Author: Ross Hsu
Thanksgiving is complicated. In its modern form, the holiday is almost entirely secular, and pretty indistinguishable from other harvest festivals around the world, aside from the distinctly American food and football. Thanksgiving is also a historical account, and an amalgam of different holidays and traditions, and, on the whole, is a myth. But it’s a good myth.
Many people I’ve discussed Thanksgiving with use the word myth in a disparaging way, to point out the parts of the Thanksgiving story that are lies. I don’t think of those elements as mythical. I think of them as lies.
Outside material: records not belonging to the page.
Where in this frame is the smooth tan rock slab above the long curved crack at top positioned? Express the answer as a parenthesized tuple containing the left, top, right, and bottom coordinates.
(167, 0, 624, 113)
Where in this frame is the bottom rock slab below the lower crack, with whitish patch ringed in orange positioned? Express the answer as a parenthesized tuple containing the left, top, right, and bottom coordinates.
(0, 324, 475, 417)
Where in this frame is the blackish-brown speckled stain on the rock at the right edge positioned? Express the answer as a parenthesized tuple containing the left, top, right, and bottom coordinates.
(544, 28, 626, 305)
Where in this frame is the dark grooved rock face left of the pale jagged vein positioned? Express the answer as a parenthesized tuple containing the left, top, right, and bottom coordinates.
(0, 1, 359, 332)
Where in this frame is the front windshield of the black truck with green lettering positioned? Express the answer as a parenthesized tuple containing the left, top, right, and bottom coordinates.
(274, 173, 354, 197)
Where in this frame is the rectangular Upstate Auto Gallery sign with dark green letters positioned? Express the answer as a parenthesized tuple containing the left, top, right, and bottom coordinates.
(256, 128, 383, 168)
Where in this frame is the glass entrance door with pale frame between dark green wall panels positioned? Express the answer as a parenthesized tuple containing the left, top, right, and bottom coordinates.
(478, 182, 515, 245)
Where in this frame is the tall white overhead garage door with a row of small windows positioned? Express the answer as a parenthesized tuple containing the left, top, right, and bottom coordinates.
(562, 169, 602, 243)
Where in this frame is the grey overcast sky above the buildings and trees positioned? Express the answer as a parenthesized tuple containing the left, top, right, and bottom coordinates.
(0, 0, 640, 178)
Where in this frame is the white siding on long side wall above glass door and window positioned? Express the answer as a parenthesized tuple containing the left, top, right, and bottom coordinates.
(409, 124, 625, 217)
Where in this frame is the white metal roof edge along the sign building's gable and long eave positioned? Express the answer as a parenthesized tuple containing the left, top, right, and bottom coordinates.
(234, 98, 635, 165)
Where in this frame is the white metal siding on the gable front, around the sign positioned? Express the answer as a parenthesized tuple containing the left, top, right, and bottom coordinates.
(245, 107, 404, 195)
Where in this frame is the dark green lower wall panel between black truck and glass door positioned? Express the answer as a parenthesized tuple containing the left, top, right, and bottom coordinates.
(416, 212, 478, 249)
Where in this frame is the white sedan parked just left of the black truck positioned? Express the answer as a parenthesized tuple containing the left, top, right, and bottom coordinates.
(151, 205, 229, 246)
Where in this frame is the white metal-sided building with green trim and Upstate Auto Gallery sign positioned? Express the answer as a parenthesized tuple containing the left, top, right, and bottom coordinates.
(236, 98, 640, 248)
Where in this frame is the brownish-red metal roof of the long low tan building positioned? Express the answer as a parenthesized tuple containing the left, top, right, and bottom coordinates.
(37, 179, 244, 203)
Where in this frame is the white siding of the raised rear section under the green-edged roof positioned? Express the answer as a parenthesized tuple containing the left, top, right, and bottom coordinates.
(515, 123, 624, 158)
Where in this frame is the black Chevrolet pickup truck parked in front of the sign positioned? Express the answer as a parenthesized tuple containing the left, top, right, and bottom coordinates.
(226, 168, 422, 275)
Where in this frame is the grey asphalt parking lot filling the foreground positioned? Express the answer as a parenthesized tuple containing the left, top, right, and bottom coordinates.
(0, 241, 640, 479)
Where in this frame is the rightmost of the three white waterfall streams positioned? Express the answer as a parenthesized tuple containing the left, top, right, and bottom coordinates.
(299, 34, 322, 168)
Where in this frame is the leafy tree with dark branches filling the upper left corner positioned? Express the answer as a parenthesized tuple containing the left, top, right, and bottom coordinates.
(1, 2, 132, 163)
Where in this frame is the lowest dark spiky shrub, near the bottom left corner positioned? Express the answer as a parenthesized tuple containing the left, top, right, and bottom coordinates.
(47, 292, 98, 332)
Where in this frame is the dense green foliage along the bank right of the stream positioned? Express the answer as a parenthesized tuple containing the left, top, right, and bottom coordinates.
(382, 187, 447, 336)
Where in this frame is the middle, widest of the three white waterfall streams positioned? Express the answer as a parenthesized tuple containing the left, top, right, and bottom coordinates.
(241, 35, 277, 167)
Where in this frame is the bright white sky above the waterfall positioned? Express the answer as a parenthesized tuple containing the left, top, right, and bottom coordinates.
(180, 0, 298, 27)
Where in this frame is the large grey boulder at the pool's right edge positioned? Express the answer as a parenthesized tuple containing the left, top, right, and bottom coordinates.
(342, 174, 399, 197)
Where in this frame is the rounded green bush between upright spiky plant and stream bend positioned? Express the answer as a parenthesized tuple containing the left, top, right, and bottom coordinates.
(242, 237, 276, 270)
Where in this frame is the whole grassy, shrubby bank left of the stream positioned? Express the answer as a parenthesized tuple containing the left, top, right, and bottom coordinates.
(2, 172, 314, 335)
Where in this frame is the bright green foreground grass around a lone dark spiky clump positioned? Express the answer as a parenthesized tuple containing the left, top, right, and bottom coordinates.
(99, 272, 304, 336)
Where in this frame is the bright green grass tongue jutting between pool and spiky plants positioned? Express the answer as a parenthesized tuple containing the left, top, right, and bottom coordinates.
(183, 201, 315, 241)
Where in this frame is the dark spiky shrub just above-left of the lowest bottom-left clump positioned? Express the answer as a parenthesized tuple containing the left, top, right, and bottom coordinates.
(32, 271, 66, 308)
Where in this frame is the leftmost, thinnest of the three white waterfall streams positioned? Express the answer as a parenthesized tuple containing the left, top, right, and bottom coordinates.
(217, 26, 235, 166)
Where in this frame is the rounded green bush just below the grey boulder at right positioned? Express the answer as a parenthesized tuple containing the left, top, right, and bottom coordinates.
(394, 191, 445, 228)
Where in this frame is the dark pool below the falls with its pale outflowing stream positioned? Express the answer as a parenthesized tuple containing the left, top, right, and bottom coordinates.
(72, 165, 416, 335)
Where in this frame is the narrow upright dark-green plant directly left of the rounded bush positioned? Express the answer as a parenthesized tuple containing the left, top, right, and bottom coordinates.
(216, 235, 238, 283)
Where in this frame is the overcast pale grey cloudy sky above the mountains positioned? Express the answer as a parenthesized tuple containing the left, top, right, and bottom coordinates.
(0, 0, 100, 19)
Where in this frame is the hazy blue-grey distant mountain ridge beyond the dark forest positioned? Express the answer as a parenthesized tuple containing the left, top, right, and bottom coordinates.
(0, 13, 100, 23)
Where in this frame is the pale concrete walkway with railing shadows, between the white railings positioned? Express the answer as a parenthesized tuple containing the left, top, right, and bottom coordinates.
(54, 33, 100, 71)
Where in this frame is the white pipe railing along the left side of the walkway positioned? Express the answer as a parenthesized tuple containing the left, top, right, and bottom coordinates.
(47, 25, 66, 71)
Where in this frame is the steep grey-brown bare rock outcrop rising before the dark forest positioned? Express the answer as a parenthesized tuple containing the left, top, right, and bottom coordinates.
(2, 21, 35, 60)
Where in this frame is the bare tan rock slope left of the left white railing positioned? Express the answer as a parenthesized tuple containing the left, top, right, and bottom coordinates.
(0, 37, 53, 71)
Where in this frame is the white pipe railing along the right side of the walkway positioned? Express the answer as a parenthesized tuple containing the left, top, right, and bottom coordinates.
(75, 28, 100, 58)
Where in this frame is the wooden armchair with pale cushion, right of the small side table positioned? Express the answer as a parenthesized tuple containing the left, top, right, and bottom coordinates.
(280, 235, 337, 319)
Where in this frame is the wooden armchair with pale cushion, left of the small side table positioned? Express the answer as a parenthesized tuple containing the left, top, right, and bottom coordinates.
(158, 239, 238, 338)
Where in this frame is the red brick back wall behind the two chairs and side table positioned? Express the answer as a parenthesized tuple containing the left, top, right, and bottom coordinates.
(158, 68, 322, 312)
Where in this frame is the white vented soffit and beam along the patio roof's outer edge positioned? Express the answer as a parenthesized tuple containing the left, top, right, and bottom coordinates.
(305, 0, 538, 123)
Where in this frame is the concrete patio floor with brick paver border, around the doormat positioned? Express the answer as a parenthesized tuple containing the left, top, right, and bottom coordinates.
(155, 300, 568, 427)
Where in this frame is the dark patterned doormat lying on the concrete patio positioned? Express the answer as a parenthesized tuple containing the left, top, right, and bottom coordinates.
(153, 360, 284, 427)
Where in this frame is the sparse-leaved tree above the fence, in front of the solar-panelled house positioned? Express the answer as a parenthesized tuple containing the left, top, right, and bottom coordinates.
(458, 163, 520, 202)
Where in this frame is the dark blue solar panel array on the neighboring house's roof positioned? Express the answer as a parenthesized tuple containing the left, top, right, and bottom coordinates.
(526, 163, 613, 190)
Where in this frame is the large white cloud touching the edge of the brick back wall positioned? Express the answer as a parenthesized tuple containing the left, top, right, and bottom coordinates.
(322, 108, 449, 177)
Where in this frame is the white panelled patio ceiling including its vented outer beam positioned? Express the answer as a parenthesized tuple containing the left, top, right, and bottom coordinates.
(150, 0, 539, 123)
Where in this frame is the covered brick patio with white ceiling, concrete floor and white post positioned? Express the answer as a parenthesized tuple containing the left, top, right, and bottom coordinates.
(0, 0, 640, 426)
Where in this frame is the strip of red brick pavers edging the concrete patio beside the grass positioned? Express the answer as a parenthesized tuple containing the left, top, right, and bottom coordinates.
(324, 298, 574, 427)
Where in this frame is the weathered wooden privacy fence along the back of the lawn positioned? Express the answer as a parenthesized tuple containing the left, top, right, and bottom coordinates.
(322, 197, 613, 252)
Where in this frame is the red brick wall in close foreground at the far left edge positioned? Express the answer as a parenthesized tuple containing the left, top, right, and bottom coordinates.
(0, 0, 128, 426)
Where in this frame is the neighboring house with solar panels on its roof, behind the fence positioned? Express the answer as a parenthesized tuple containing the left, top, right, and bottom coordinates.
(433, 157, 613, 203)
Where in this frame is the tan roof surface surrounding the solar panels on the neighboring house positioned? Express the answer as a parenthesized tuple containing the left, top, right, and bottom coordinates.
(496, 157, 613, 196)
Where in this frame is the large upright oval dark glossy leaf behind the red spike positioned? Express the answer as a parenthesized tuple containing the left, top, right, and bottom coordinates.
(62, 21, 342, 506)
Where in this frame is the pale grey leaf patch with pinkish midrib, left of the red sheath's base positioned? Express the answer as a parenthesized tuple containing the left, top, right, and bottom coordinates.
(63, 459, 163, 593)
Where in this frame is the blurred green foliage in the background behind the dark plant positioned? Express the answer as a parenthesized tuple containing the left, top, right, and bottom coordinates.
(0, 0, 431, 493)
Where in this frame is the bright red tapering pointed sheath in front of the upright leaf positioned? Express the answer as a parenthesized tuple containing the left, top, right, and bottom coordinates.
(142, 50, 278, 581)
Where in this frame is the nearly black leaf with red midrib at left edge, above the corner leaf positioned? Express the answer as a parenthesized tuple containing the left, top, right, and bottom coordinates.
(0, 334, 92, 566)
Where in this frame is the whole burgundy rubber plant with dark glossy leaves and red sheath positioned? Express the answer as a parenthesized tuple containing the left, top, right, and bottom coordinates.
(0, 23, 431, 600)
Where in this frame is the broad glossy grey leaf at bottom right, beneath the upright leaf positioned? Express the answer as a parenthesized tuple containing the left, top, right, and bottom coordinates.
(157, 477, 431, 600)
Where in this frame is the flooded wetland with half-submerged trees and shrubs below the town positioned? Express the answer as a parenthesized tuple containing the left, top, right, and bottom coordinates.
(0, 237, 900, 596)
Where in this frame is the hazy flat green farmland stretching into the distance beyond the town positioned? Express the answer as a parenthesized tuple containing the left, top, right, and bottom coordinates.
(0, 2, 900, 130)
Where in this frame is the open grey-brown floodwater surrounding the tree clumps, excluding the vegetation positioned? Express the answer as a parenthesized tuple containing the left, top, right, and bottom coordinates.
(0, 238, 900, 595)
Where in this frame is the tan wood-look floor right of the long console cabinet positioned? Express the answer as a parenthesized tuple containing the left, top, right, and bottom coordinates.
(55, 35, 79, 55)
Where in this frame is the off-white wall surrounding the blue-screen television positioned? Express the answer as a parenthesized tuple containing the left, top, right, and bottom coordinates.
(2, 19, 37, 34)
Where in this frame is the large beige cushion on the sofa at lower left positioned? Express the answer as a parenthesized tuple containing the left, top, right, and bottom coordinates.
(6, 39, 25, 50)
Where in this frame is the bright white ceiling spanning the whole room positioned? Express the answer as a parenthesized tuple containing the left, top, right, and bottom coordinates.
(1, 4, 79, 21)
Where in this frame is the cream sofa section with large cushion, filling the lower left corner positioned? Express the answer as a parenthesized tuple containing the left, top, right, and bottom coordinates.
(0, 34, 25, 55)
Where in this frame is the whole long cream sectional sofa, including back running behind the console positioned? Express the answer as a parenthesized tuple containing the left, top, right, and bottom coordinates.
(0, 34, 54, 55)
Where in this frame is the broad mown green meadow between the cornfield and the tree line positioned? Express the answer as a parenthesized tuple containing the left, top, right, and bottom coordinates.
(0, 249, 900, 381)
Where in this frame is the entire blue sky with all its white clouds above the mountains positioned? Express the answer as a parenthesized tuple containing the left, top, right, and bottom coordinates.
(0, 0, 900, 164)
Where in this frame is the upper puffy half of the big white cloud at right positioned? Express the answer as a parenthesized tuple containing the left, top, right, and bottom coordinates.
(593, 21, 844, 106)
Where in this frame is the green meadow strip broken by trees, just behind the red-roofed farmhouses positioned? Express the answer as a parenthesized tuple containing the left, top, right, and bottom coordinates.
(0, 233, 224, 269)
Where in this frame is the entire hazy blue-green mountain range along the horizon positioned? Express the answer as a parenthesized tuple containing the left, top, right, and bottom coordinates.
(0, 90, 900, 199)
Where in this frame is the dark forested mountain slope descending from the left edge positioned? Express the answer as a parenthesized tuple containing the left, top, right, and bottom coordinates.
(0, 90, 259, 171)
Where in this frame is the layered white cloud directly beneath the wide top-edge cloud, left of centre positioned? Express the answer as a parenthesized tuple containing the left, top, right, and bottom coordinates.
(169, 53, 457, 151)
I use the word myth in the positive sense, in that the mythical parts of Thanksgiving are essential depictions of what we value as a culture, and show a peaceful and grateful character that is as comforting as it is ahistorical.
This is the general gist of the Thanksgiving story: at some point in the early years of the English pilgrim settlement of Plymouth, Massachusetts, probably in 1621, a harvest feast was shared between the pilgrims and about 100 members of the neighboring Wampanoag tribe, the two groups exchanging gifts and food. The food was all native to the New World, and most of what the Europeans prepared was learned from the Wampanoag. The feast lasted about three days.
Based on the few European and Wampanoag accounts we have, this is all sort of true. But these elements, the ones held in the collective American conscience, all have caveats.
The Wampanoag didn’t help the pilgrims in a collective cooperative effort. The groups had a shaky relationship at best. There are several accounts of settlers stealing tools and digging up graves for supplies. In fact, the English-speaking Tisquantum, known popularly as Squanto, did most of the teaching himself. He had been sold as a slave to England and Spain previously, and when he returned to America his tribe had been exterminated. In different accounts, Massasoit, a Wampanoag chief, either led his men to the settlement in fear and response to the pilgrims’ celebratory gunshots, or the pilgrims invited Massasoit to the feast to celebrate a treaty he had signed which effectively made it a capital offense to attack a European, and gave the settlers license to expand on Wampanoag land. Whatever the exact situation, relations between the settlers and the native tribes quickly deteriorated in the following decades. New England set the stage for centuries of oppression and genocide with massacres, wars, subterfuge, trickery and the breaking of promises.
Knowing all of this, it’s perfectly reasonable for Native and European Americans alike to ignore Thanksgiving, or to instead celebrate it as a day of mourning. But Thanksgiving comes from more than just that barely truthful story, and now encompasses what’s great about the modern American myth, which has always been an optimism forged out of altered history and bent truths.
The first official Thanksgiving wasn’t celebrated until 1637, and it was more for show than anything else. Government officials issuing religious proclamations thanking God for victories or good harvests became something of an American tradition and continued into the 19th century. George Washington and other presidents have made thanksgiving proclamations, but the tradition became a national holiday when Abraham Lincoln decreed in 1863 that the last Thursday of every November be a day of “Thanksgiving and Praise to our beneficent Father who dwelleth in the Heavens.” Like most choices Lincoln made during the Civil War, his establishment of the holiday was about national morale and unity. It was only after the holiday became accepted that the apocryphal composite story of the first Thanksgiving became associated with the holiday, so in a way, Thanksgiving has much less to do with that story than it does with religious gratitude and American optimism.
Thanksgiving isn’t about celebrating genocide or European dominance, and in its best form can even be a grim acknowledgment that everything we have as a country comes from pain and sacrifice. That’s not a bad thing, and shouldn’t be ignored. There’s a righteous logic to protesting the holiday or making it a day of mourning, but I can’t understand ignoring or eradicating it. Traditions don’t go away so easily, and the best way to celebrate Thanksgiving is to be educated about the nuance of history, so we can truly honor and respect the tragedy and bloodshed that made America.
Thanksgiving is the result of the best and worst parts of America. Different cultures, racism, the origins of both the land and the nation, the horror of war and the recent attempts to heal old wounds—everything we love and regret about our country is present in Thanksgiving, our oldest and proudest American holiday. Ignoring the truth about its history is wrong, and the day is only improved by acknowledging that we come from a painful past. Knowing that reminds us that even though there’s plenty of work to be done, especially after a year of division and hateful rhetoric in America and around the world, we live in the most generous and accepting period of human history in the most diverse and accepting country in the world. And that’s something worth being thankful for.